Prototype Selection [22] methods are Instance Selection methods that expect to find training sets that offer the best ranking accuracy and reduction rates by using instances-based classifiers which consider a certain similarity or distance measure. A widely used categorization of prototype selection methods consists of three types of techniques [24]: Condensation, where the aim is to retain border points, preserving the accuracy of the training system; Edition, where the objective is to eliminate boundary points that are considered noise or do not match their neighbors but without removing the internal points of each dataset; or Hybrid methods that try to find a small set of training data while maintaining the performance of the classifier. The best approach considering the trade-off between reduction and accuracy is usually the hybrid technique.
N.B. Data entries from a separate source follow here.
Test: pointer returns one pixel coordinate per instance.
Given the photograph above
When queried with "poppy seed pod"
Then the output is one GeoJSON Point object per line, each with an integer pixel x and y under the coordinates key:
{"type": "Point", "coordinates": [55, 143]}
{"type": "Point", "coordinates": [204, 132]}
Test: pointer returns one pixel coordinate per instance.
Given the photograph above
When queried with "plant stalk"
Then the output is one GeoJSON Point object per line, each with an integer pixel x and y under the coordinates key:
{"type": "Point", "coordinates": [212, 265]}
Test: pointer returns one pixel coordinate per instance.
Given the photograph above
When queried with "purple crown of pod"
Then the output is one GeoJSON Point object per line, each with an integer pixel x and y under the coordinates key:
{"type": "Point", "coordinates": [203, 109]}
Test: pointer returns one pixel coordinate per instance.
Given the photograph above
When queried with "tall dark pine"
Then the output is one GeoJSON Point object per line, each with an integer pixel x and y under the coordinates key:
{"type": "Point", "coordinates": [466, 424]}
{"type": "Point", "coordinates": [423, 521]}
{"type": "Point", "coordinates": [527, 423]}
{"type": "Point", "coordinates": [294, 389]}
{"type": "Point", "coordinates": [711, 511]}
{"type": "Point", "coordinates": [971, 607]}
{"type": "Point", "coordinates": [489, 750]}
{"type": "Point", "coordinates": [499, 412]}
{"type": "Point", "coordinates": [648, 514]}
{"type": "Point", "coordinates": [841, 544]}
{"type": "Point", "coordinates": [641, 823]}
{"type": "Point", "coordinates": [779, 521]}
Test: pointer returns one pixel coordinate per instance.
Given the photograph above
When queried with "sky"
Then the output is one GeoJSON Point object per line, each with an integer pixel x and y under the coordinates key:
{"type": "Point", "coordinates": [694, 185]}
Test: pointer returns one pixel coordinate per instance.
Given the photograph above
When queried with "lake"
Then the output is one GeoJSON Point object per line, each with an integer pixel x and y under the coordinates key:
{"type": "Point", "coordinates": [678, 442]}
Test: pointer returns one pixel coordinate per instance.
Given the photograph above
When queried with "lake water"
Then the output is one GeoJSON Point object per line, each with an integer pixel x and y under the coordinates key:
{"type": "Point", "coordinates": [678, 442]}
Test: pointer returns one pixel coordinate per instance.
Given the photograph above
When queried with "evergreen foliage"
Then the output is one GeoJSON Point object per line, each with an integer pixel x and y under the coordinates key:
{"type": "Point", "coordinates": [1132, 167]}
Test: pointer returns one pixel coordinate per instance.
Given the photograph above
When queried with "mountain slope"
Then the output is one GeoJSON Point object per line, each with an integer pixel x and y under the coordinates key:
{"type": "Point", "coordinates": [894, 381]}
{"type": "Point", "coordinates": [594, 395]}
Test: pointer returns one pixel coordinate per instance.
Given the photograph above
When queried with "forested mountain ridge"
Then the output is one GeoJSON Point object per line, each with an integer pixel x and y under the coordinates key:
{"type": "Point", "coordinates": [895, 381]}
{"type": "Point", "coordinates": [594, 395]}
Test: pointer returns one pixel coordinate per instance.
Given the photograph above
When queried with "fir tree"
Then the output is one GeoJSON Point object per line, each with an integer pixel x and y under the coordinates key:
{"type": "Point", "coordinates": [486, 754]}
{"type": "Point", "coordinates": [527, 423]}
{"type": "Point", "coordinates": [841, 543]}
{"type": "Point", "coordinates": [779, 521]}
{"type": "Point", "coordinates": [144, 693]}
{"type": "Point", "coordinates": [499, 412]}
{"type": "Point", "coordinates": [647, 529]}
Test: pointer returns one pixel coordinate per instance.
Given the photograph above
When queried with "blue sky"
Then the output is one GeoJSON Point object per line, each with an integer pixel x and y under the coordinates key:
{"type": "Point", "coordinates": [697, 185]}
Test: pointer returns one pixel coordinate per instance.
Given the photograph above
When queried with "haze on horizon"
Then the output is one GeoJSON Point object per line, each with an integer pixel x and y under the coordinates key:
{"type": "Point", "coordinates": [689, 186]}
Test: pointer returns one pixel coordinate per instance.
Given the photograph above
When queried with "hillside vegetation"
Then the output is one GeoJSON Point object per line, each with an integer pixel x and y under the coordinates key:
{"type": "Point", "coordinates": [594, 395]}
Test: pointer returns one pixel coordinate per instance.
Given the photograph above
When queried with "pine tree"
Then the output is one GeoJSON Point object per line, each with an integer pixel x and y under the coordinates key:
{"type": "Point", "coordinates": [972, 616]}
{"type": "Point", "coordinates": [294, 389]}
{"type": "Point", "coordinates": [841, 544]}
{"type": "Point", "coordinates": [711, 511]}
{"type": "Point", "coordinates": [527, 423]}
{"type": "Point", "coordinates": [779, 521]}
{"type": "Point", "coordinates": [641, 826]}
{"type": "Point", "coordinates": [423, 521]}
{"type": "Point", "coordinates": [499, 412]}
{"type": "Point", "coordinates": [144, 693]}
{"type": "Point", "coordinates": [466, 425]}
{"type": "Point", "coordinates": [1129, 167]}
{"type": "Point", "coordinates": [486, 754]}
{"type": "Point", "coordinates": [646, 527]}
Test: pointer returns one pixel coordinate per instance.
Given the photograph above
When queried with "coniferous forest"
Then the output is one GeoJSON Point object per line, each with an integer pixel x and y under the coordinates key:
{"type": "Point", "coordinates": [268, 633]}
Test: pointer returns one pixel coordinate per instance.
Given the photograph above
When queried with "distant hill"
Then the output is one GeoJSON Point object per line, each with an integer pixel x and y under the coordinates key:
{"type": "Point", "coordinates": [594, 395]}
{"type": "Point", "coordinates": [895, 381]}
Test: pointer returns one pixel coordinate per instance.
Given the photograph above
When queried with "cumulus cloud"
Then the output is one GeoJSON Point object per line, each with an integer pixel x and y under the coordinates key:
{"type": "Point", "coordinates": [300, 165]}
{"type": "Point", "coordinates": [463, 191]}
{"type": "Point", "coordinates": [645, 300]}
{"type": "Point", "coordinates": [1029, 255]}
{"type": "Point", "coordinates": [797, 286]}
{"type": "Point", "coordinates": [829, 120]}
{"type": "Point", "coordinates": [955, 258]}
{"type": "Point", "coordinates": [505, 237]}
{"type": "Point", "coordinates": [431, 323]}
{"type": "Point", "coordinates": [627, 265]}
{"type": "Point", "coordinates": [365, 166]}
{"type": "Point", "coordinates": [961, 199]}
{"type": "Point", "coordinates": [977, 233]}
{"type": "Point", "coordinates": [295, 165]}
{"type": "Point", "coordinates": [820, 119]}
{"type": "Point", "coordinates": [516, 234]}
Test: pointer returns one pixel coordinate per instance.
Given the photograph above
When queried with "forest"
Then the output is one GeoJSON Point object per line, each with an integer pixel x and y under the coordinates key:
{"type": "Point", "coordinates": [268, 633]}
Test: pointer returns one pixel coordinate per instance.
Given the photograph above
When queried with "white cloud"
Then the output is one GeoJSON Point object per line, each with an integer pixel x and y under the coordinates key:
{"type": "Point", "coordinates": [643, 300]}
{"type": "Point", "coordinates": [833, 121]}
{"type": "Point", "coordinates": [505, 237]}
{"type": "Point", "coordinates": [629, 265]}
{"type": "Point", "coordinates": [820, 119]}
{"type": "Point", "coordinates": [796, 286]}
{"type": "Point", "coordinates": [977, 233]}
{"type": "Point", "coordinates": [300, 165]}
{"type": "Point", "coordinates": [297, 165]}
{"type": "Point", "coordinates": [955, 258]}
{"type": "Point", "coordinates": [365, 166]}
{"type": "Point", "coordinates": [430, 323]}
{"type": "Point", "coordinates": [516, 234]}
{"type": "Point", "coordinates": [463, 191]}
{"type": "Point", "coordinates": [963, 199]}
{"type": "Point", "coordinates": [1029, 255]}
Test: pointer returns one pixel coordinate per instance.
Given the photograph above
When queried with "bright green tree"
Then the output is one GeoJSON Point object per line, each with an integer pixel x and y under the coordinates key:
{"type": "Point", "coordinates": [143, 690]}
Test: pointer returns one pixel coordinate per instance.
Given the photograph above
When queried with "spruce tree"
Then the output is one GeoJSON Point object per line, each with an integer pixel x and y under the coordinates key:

To name just a few successful cases when applying prototype selection, [49] proposes a prototype selection algorithm called MONIPS that has proved to be competitive with classical prototype selection solutions adapted to monotonic classification. The experimental study presented in [50] shows a significant improvement when prototype selection is applied to dynamic classifier and ensemble selection.

Another widely used pre-processing technique is the reduction of the data dimensionality by means of feature selection [25]. The main idea is to replace the original set of features by a new subset that extract the main information and provide an accurate classification. However, in MLL and LDL, the strategy of selecting a set of characteristics shared by all labels may not be optimal since each label may be described by a specific subset of characteristics of their own. Label-specific feature learning has been widely studied in MLL. For instance, LIFT [29] firstly builds specific features of each label by performing cluster analysis on its positive and negative instances, and then conducts training and testing by querying the cluster results. LLSF [30] proposes learning label-specific features for each class label by considering pairwise (i.e., second-order) label correlations. MLFC [51] is also a multi-label learning method, which attempts to learn the specific characteristics of each label by exploiting the correlations between them. However, the studies we can find on this subject for LDL are still scarce. LDLSF [31] is a method inspired in LLSF adapted to deal with LDL problems by jointly selecting label-specific features, selecting common features and exploiting label correlations.

2.3. Evolutionary Optimization

Evolutionary algorithms (EAs) [32] are stochastic search mechanisms based on natural selection notions. EAs have been applied to a broad range of problems, including search problems [52], optimization problems [53], and in many areas as in economics, engineering, biology, etc. The primary idea is to maintain a population of chromosomes, that represent valid solutions to the problem and which evolve over time through a process of competition and targeted variation. CHC [54], is a well-known evolutionary model that introduces different techniques to achieve a trade-off between exploration and exploitation; such as incest prevention, reinitialization of the search process when the population converges or the search stops making progress and the competition among parents and offsprings into the replacement process.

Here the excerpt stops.